Lunch with Bud Kanke

Restaurateur Bud Kanke’s time at the top of Vancouver’s culinary scene may be over, but he’s definitely not out.

Bud Kanke | BCBusiness
“I couldn’t image not working,” says Bud Kanke, “but I didn’t want to have to do it every day.”

Restaurateur Bud Kanke’s time at the top of Vancouver’s culinary scene may be over, but he’s definitely not out.

Bud Kanke officially retired earlier this year after four decades of restaurant ownership, but work is clearly still part of his raison d’être. After all, he explains, it wasn’t his decision – initially – to sell Joe Fortes, his epicurean flagship in the heart of Vancouver and one of the last of the 11 restaurants he has owned. His wife, Dotty, inspired him, after she held an “intervention” with the doyen of the B.C. restaurant scene.

“She told me, ‘We need to talk,’” says the 72-year-old, recalling that she wanted more freedom from his job running Kanke Seafood Restaurants Ltd. to open up time for charity work and travel. (The West Vancouver couple has another home in California, and trips booked to Martha’s Vineyard and Egypt.) “Although now she’s wondering what it’s really going to be like having me around,” the former owner of The Cannery, The Fish House in Stanley Park and Mulvaney’s says with a laugh.

She need not worry. Even in retirement the septuagenarian is beavering away, not only campaigning for a new centre for the Vancouver Native Health Society in the Downtown Eastside, but also consulting as an advisor for Fortes. “I couldn’t imagine not working, but I didn’t want to have to do it every day,” he says.

The Chilliwack native also continues to plan his days around lunch and dinner – under the mindful eye of his fitness-enthusiast spouse. “She’s always watching my health and weight; we work out five times a week,” says the inductee of the B.C. Restaurant Hall of Fame, who highlights his “good health: weight 185 lbs; height six feet” on his resumé. He shows me BlackBerry pictures of his home gym.
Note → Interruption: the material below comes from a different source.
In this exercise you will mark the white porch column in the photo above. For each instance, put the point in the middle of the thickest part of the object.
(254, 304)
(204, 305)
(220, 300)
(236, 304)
No additional fitness sessions will be needed after today’s meal, however: we opt for lean salmon, sablefish and tuna at Miku, the Yaletown restaurant in the former space of his Goldfish Seafood & Chops establishment. Miku “blindsided” Kanke with its offer. “I really wasn’t looking to sell,” he comments as the staff calls out “irrashaimase” to welcome him.

Kanke took a different route in selling Fortes. As someone who is “emotional in the negotiating stage,” he was advised not to solicit buyers himself, so he hired investment-banking firm Capital West Partners, which had previously sold the eight Boathouse restaurants. Of the 52 potentially interested parties across North America, David Aisenstat, owner of Hy’s, Gotham and The Keg restaurants, was triumphant. “It’s kind of funny that a steakhouse owner would come along and buy a seafood restaurant,” Kanke says. However, beyond Aisenstat’s solid management (“I knew our staff would like the group”), Kanke says his market positioning “was on the money.”

Having started his career in accounting, Kanke espouses a tightly monitored fiscal approach to the restaurant industry. “I like to have all the numbers in all the right compartments,” he says, using his bento box to illustrate. “You don’t just open the door, be nice to people and serve the best food. It’s much more than that.” A restaurateur needs an annual business plan so targets are clear, he says, as well as management-relations systems so everything is in place.

It’s a business that has fuelled plenty of memories. Kanke regales me with tales of trips to Europe with Umberto Menghi, his longtime restaurateur friend, where they would load Beaujolais Nouveau on planes bound for London at midnight (in the traditional rush to have it tasted away from France as quickly as possible), and touring Californian eateries run by pioneers such as Alice Waters. Such chefs helped to form his love of good food – along with Dotty, of course; his wife’s legendary chopped salad is on the Fortes menu.

Kanke is happy that Vancouver’s “once-uninspiring” culinary map has become more adventurous over the decades, but he adds that “with fusion, there’s a lot of confusion. Take a rack of lamb, for example. With Dijon mustard, rosemary, garlic, it’s simple. Then someone came up with blueberry glaze.” He winces. “I just don’t think so.”

As long as work doesn’t get in the way, cooking’s something the father of three and grandfather of six hopes to have more time to enjoy, as well as a few moments to reflect on his career. “I would definitely do it all over again,” he says. “I’ve no regrets.”